2. Set environment variables and build

Create a batch file (e.g., _build.bat) with:

@echo off
set CMAKE_GENERATOR=Visual Studio 17 2022
set CMAKE_ARGS=-DGGML_CUDA=on
set GGML_CUDA=1
set FORCE_CMAKE=1
set NO_REPAIR=1

pip install . --no-build-isolation --no-cache-dir

Key variables explained:

Variable Why It's Needed
CMAKE_GENERATOR=Visual Studio 17 2022 CMake's default generator cannot find the CUDA VS integration. The VS 2022 generator has proper CUDA toolkit integration via the BuildTools installation.
CMAKE_ARGS=-DGGML_CUDA=on Tells the whisper.cpp CMake build to enable the CUDA backend.
GGML_CUDA=1 Some code paths in setup.py also check this variable.
FORCE_CMAKE=1 Forces CMake-based build instead of any fallback.
NO_REPAIR=1 Skips the repairwheel step which fails on Windows (see below).

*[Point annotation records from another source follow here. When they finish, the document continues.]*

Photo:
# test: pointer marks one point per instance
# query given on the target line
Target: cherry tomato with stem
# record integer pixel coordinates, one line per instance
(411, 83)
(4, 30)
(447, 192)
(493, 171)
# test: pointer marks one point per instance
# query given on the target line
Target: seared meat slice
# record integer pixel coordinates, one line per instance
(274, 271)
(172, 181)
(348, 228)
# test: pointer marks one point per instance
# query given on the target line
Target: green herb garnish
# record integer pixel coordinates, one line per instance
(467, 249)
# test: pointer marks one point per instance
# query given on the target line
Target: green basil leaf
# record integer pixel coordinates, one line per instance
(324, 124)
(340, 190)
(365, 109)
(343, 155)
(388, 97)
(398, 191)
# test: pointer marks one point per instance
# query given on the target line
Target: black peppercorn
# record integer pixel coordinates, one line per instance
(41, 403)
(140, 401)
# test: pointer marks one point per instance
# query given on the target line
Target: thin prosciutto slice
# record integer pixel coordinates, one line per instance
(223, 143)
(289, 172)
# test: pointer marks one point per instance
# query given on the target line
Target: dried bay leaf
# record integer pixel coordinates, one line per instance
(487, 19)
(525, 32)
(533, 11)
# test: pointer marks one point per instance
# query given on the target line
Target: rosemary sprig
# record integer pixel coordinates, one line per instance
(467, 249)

Run the batch file from a regular command prompt (not from inside vcvarsall
— the VS 2022 generator handles MSVC detection on its own).

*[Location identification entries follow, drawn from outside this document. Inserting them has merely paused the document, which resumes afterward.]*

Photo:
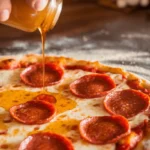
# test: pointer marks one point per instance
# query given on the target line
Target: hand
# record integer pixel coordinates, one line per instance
(124, 3)
(5, 7)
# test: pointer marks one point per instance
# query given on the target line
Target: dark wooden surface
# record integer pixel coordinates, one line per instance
(88, 31)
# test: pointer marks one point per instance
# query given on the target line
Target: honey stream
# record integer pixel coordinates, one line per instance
(43, 38)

3. Copy the dependent DLLs

After the wheel installs, the .pyd extension module (_pywhispercpp.pyd) is
placed in Lib/site-packages/, but the shared libraries it depends on are left
inside the build tree. You must manually copy them to site-packages/:

ggml.dll
ggml-base.dll
ggml-cpu.dll
ggml-cuda.dll
whisper.dll

Find them inside the build artifacts (typically under
_build_pywhispercpp/build/ or the pip temp build directory) and copy to:

<venv>/Lib/site-packages/

4. Configure DLL search paths at runtime

Even with the DLLs in site-packages, Python on Windows won't find them unless
you explicitly add the directories to both PATH and os.add_dll_directory().
This must happen before import _pywhispercpp.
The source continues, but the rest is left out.